I don’t think it has been fully thought through what it means to really decentralise. I think it’s about having more trust in whoever you’re dealing with outside of London – they know their patch, they know what the particular strengths and weaknesses are. I would never assume that Scotland’s solution is the same as ours. Some areas there might be more of a service industry, so there should be a focus on inward investment. Others might have more of a history of storytelling – storytelling is in the DNA of Wales. It’s too easy to be a bit removed from that. I’m not saying it’s lip service, but if you say you’re going to devolve funding – what does it really mean to be devolved? You have to share that decision making. I think we’ve got quite a way to go on that. 

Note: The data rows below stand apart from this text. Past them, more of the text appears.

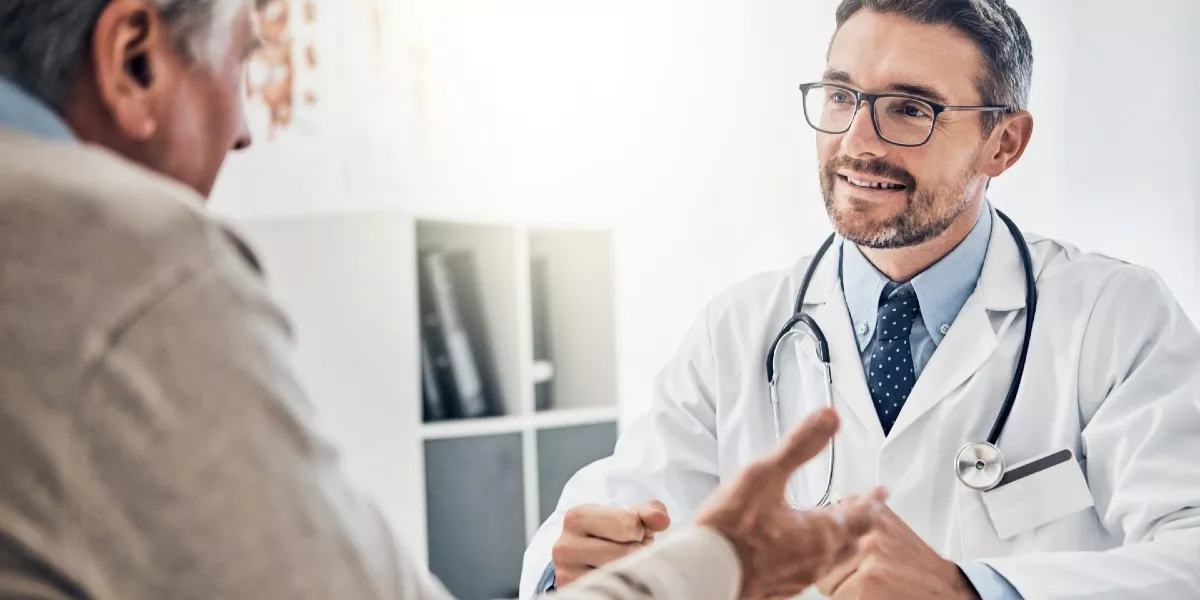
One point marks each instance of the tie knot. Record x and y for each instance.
(898, 310)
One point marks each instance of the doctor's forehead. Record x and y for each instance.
(876, 52)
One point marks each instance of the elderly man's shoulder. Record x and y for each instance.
(87, 233)
(73, 195)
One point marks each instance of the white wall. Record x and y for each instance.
(679, 121)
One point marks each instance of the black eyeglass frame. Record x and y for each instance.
(859, 96)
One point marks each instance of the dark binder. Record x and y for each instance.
(544, 390)
(463, 274)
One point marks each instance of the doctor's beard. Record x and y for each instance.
(928, 210)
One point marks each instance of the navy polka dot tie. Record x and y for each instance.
(891, 376)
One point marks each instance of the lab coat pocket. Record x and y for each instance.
(1037, 492)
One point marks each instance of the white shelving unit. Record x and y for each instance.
(466, 495)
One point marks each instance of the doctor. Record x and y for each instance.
(925, 283)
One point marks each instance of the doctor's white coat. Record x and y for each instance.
(1113, 375)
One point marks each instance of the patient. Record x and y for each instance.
(154, 439)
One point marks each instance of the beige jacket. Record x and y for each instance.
(154, 439)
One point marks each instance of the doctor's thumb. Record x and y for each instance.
(654, 517)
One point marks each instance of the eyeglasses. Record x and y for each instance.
(901, 120)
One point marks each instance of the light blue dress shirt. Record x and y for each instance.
(21, 111)
(942, 291)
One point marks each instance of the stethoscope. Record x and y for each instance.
(979, 465)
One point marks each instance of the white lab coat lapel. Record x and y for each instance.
(985, 317)
(827, 305)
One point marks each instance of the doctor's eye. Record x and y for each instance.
(838, 96)
(913, 111)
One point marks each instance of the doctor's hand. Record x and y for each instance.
(784, 551)
(595, 535)
(892, 562)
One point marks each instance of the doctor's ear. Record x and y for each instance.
(1007, 143)
(132, 61)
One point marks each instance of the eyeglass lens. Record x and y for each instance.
(900, 120)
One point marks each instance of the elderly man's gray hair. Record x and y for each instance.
(42, 42)
(991, 24)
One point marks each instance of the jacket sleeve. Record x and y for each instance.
(1140, 402)
(697, 563)
(667, 454)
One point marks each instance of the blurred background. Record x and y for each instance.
(492, 221)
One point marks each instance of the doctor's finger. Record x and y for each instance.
(589, 552)
(857, 516)
(829, 583)
(606, 522)
(807, 441)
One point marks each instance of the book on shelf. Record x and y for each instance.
(459, 375)
(543, 365)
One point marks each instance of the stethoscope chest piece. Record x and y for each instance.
(979, 466)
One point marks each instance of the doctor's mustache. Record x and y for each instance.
(877, 167)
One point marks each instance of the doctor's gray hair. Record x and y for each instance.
(43, 42)
(991, 24)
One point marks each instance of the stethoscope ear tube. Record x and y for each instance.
(1031, 303)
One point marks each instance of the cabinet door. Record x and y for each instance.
(475, 507)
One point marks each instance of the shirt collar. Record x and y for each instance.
(942, 289)
(19, 111)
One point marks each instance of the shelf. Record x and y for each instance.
(472, 427)
(569, 417)
(498, 425)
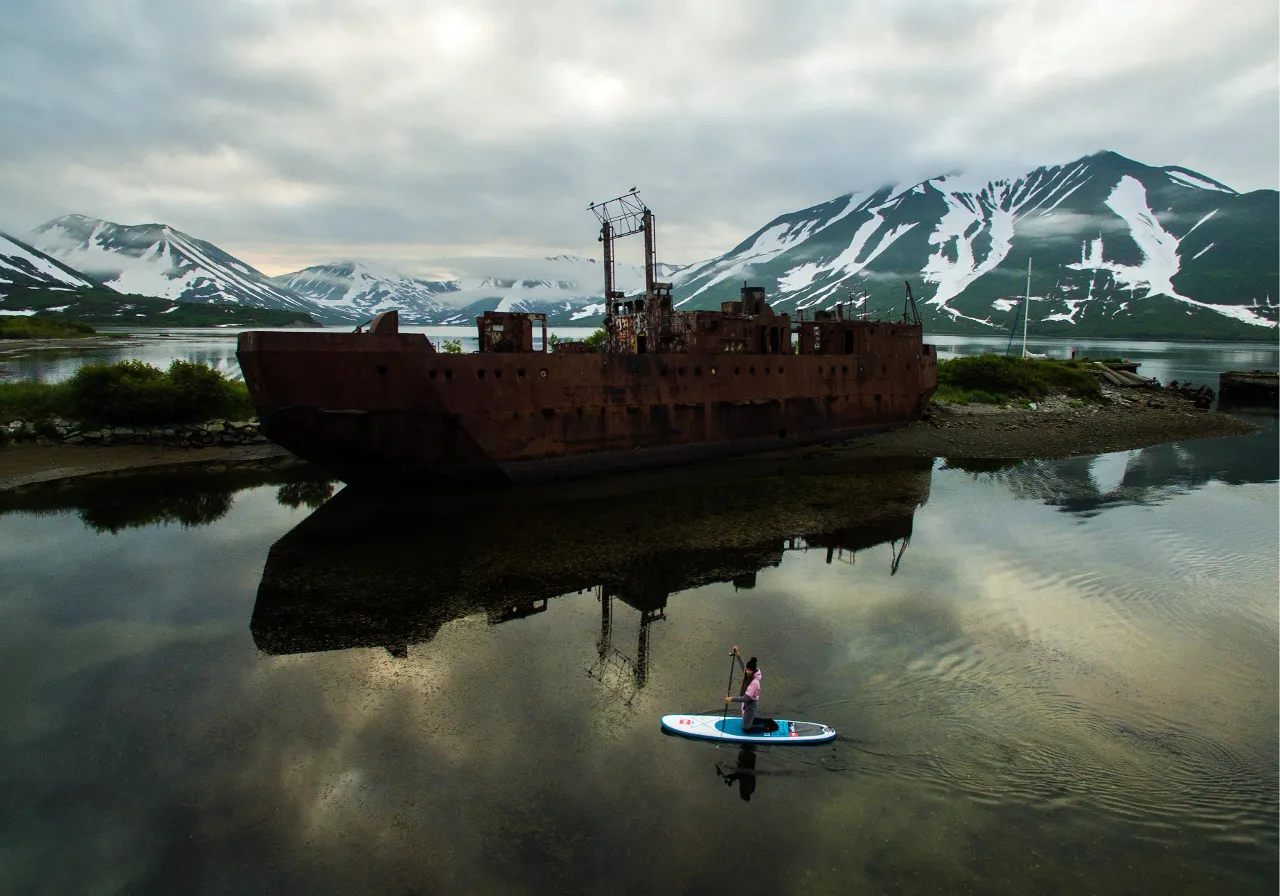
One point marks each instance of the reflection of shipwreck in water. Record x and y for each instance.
(383, 570)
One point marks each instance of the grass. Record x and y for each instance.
(129, 393)
(999, 379)
(22, 327)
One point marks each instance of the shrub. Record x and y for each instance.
(136, 393)
(33, 401)
(997, 378)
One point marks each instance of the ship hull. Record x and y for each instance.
(387, 407)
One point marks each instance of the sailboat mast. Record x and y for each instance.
(1027, 305)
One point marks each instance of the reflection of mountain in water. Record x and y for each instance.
(378, 570)
(188, 497)
(1091, 484)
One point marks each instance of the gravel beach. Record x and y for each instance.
(1055, 428)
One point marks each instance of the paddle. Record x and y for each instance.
(728, 689)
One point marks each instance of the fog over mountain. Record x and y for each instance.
(398, 132)
(1116, 248)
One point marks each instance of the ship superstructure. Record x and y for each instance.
(668, 387)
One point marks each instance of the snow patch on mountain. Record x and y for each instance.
(23, 261)
(1188, 179)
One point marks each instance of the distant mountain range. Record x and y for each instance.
(1118, 248)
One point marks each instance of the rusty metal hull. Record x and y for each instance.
(387, 407)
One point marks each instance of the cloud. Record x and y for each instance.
(280, 131)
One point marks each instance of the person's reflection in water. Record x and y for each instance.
(744, 773)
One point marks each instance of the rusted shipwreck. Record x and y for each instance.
(670, 387)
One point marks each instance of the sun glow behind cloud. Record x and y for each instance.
(312, 122)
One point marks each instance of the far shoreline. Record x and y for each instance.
(1054, 429)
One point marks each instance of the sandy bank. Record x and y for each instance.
(1132, 419)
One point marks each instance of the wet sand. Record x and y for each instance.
(1055, 429)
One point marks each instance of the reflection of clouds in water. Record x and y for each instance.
(1107, 470)
(997, 663)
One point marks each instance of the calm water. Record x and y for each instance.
(210, 346)
(1052, 677)
(1196, 362)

What are the principles of the 2024-2030 strategic plan?

We’ve got pillars, which look at skills, environmental sustainability, well-being and creativity, as the drivers of everything. There are a couple of areas we are looking at. One is around the impact and value of project funding versus company level and more flexible funding. We’re also conscious that exhibition is a continued area of support for us. There are mainly independent cinemas across Wales, and as is the same for everywhere else, they’re still only at the 60% and 70% of pre-Covid levels for audiences. We’re trying to think more broadly about if there are things we can do with exhibition as a cohort, rather than everything being about individual awards, and thinking about how the business model should evolve for exhibition.